U87 cells were seeded onto the coverslips and transfected with negative control or Lenti-HOTAIR virus (GeneChem, Shanghai, China) for 48 h. Then, they were fixed in 4% paraformaldehyde for 30 min. The cells or sections were permeabilized with 0.1% Triton-X 100 for 10 min, followed by blocking with 3% BSA for 1 h in RT. Immunofluorescence staining was conducted with antibodies against CEP55 (Abcam, 1:100) and CENPE (Abcam, 1:100). The cells were washed with PBS and incubated with Alexa Fluor 633 or Alexa Fluor 594 (Life Technologies) secondary antibodies. Nuclei were stained using DAPI and the cells were visualized using FV-1200 laser scanning confocal microscope.
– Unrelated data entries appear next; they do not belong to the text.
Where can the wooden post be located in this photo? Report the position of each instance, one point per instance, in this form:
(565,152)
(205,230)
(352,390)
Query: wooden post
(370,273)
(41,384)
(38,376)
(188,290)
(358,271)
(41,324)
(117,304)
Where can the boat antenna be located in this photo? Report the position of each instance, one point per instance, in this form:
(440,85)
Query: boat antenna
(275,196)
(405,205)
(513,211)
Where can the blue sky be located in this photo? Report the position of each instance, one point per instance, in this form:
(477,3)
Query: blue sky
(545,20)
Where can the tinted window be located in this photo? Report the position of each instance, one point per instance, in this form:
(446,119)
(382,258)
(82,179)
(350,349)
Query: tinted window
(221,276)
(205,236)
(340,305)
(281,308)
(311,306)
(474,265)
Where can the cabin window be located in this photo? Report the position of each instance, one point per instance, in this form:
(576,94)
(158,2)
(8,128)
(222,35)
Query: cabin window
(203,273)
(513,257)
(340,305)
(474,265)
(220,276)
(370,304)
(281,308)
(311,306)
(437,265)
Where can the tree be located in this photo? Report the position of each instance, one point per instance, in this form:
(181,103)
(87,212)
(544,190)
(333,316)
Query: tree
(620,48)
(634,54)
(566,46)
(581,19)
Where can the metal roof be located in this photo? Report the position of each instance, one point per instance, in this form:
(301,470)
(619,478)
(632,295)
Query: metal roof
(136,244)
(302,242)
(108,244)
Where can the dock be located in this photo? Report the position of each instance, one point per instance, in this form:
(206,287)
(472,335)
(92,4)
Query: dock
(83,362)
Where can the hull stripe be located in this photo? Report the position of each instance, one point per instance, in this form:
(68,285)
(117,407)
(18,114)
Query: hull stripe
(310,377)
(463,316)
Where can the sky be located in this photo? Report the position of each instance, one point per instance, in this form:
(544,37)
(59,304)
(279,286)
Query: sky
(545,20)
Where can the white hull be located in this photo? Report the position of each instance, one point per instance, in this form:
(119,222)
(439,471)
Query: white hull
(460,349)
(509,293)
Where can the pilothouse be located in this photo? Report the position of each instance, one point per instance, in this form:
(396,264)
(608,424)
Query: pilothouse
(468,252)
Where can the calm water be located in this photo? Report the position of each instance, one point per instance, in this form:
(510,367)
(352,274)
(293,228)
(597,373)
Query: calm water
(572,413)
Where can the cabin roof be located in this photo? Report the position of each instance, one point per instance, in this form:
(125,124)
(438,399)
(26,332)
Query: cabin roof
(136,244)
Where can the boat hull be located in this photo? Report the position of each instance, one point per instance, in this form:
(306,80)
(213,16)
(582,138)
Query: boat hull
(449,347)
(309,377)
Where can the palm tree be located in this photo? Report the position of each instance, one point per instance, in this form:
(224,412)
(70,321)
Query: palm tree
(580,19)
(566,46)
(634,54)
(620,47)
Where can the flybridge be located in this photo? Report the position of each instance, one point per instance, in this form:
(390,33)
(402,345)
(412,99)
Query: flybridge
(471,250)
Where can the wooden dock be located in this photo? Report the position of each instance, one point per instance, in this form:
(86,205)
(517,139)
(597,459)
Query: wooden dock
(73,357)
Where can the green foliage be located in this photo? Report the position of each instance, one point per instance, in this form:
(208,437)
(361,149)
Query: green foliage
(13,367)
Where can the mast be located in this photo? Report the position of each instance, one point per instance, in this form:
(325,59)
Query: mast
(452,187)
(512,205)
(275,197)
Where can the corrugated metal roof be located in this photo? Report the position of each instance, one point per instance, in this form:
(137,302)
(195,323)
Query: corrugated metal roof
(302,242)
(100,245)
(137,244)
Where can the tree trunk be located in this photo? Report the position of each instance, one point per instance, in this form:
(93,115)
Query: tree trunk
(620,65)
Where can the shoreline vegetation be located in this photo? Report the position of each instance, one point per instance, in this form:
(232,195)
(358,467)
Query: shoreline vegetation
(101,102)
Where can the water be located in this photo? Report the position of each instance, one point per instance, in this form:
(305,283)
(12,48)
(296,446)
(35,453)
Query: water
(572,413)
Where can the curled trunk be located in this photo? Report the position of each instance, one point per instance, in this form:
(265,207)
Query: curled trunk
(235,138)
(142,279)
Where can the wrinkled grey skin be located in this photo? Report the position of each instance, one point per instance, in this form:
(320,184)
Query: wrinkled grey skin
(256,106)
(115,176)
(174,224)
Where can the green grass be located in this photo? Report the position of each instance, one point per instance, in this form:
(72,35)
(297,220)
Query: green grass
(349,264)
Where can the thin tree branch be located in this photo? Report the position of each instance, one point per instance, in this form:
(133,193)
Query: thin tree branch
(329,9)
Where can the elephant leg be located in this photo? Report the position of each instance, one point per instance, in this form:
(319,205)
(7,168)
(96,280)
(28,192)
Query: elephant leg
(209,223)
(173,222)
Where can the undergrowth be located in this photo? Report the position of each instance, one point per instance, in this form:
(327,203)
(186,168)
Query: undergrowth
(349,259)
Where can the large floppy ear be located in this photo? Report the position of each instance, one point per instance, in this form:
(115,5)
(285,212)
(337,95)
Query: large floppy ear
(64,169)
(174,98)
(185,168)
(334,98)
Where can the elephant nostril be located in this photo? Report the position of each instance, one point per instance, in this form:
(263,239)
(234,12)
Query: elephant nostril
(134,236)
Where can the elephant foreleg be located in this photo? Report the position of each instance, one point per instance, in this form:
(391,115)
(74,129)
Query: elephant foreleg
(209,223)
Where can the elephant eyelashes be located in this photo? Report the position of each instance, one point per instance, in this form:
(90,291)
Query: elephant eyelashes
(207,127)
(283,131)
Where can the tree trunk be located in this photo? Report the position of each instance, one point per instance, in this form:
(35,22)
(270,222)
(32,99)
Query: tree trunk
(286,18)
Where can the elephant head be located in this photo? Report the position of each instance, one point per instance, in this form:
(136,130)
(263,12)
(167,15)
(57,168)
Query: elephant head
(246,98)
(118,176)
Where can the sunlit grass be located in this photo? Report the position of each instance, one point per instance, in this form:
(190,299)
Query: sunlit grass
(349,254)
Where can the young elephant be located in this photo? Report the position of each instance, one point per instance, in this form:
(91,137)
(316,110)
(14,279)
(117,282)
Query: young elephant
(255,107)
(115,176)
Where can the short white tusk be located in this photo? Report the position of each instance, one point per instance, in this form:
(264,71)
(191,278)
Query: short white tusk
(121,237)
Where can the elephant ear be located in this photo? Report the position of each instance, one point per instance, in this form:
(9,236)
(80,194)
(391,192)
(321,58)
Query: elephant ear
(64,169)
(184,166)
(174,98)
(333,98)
Mouse glioma intracranial model and treatment

U87vIII cells were transfected with either a negative control or Lenti-si-HOTAIR virus. An indicated number of cells in suspension were injected stereotactically into the brain of 4-week-old BALB/c-nu mice. The mice were sacrificed at day 14.

Histological analysis

The xenograft samples were collected at day 14 after tumor implantation, and were subjected to Hematoxylin and eosin (H&E) staining. Sections (5 µm) were cut, dehydrated, deparaffinized, and rehydrated. H&E staining was performed according to the standard protocols. All images were captured via microscopy (Olympus, Tokyo, Japan). The protocol for the animal study was approved by the Animal Ethics Committee of Tianjin Medical University.

Statistical analysis

Statistical analysis was performed using the SPSS Graduate Pack, version 11.0, statistical software (SPSS). Data are presented as means ± SEM of three independent experiments or means ± SD performed in triplicate. One-way ANOVA was used for comparison among the different groups. A P-value of 0.05 was considered to indicate a statistically significant difference.

Results

Identification of a cell cycle-related mRNA network positively correlated with HOTAIR

Although variety of lncRNAs have been described in recent years, the functions of lncRNA are still not completely characterized. To profile lncRNAs in glioma, cluster analysis was employed using the CGGA database, which includes 220 glioma samples and 5 normal brain samples. There are 90 lncRNAs that have different patterns of expression between low-grade and high-grade gliomas. There are 31 lncRNAs downregulated in high-grade glioma, while 59 lncRNAs were upregulated (FDR <0.05, fold >1.5) (Fig. 1). It is possible that the main alteration of lncRNA expression occurs during malignant progression from low-grade glioma to GBM, indicating an important role of lncRNA in glioma progression. HOTAIR is among the lncRNAs in the high expressin module of the heat map, which is consistent with a previous study (15). HOTAIR is a cell cycle-associated oncogene in glioma (11), however, further research is still needed to demonstrate its role in gliomagenesis.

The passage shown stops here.